Editorial standards
Your skin has an ecosystem. Someone should defend it.
What we know, what we don't, and how we write about it.
The honest version
The skin microbiome is a young field. The first major survey of skin bacteria only happened in the mid-2000s, and compared to something like cardiovascular science, almost everything here is still being worked out.
We started this because we think the science, even in its early and incomplete state, is worth taking seriously. Worth reading carefully, worth communicating honestly, and worth protecting from the shortcuts that tend to creep in when something becomes commercially interesting.
So we follow the evidence where it goes. When it's strong, we say so. When it's preliminary, we say that too. We'd rather give you a partial map with honest edges than a complete-looking one with invented territory.
What we're trying to do
Something has shifted. Rates of sensitive skin, disrupted barriers, and reactive skin conditions have climbed quietly alongside the explosion of products designed to fix them. We're not saying that's a coincidence. We're also not going to overstate what the research can currently prove.

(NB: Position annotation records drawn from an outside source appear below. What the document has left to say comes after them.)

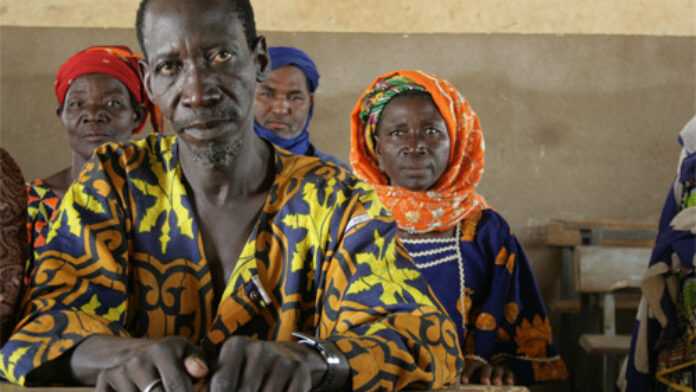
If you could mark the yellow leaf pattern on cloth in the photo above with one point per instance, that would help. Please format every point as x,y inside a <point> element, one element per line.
<point>385,273</point>
<point>130,261</point>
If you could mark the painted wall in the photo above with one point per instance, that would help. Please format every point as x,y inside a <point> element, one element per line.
<point>645,17</point>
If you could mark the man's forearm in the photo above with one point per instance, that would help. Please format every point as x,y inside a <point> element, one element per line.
<point>83,364</point>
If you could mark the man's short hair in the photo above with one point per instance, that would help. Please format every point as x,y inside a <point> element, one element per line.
<point>242,8</point>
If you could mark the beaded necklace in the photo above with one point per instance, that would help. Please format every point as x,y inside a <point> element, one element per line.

What we do know is that the skin microbiome is real, it matters, and most people have never once been told it exists, let alone that it might be worth protecting. This writing exists to change that. To make the invisible ecosystem on your skin legible, so you can make decisions about it with actual information rather than marketing language dressed up as science.
How articles are made
Articles are written by our editorial team, working alongside an AI model trained on more than 50 years of peer-reviewed skin and microbiome research. Humans frame each piece, decide what matters, and own the final draft. The model helps surface relevant studies and stress-test claims. We prioritize systematic reviews, meta-analyses, and primary research from the last ten years, and we only cite sources we can independently verify.
How we handle uncertainty
We try to match our language to the level of evidence. Settled science gets plain, direct sentences. Preliminary or contested findings get hedged language: early research suggests, a small study found, researchers are still debating. We'd rather sound less certain and be right than sound authoritative and overshoot.
Corrections
If you spot an error, a misquoted study, an outdated mechanism, a claim we haven't hedged carefully enough, email editorial@milieuskin.com. We publish corrections transparently and update the “Last reviewed” date on every affected article.
What these articles are (and aren't)
These articles are a way to understand the biology of your skin. They are not medical advice, and they are not a substitute for a dermatologist or clinician, particularly for symptoms that are persistent, painful, or getting worse.